When a CEO Exits (or should)—what are the Board’s Succession Options?
By Eugene Fram Free Digital Image
CEOs of for-profit and nonprofit organizations typically come and go. Some executives my be retained for an extended period and may be highly valued for their demonstrated skills and accomplishments. One CEO I know has reached a 30 year anniversary and is still innovating. Other CEOs, including organization founders, may remain on the job past the point of growth. The nonprofit environment can be a comfortable workplace—a board member I once interviewed remarked that his long-serving CEO had a great “deal.” He meant the nonprofit wasn’t even close to its potential I’ve even encountered CEOs who admit that they can run the organization on automatic, convinced that new challenges will be similar to those of the past.
Perceptions like these call for a board to engage in some form of succession planning to both prepare the organization for a time when the CEO must be replaced—and to periodically assess his/her performance in terms of position tenure. These discussions may be difficult, particularly when a long serving CEO is accorded a high level of deference for a number of overt or subtle reasons. Some of the issues involved:
- With the average board member having a median tenure of four to six years, board members can take on a short-term view of their relationship with the organization. Succession planning is not a high-priority topic unless it is forced on the agenda by termination or resignation.
- Based on likable characteristics, some long-serving nonprofit CEOs may be simply “minding the store.” They are performing with little creativity but satisfying board members with a stable operation that meets financial standards. This includes low single digit growth levels with revenues meeting expenditures and perhaps a modest surplus.
- Often the CEO is the only one who has the organization’s “institutional memory” of past successes and failures that board members are hesitant to challenge.

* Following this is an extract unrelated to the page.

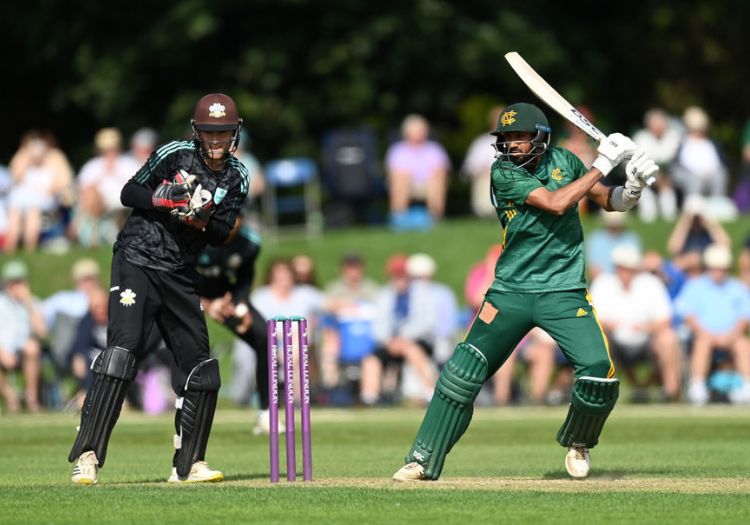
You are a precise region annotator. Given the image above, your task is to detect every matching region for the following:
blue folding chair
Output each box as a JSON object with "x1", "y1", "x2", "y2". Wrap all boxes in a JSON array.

- Even under egregious circumstances boards may be hesitant to remove a long serving CEO. In some unusual cases, boards themselves have had to be removed by the state attorney general when they have refused to terminate a CEO with an overt fraud record.
Elements of Succession Planning That Can Address Challenges.
Interim Succession of the CEO
Every nonprofit board needs to have this plan in position in the event that the CEO is incapacitated for a long period or has given short notice to take another position. The discussion usually has to first center around whether or not a current staff person can be appointed to the ED position, full or interim time, or an outside interim person(s) needs to be identified to assume the position.
Every nonprofit board has an overview responsibility to be able to identify promotable senior talent in the organization. As part of this responsibility, the board has to become aware of the strengths and weakness of those who can be promoted to senior management positions.
Annually the CEO needs to be asked to outline the his/h plans to creatively approach continuing challenges and/or experimentally address new ones. In addition, both the board members and CEO need to have a discussion on the skills or abilities the CEO should have three to five years from now. This places the board in a better position to recruit a new CEO if the current one resigns. It also allows the CEO to think about opportunities for his/h own growth opportunities.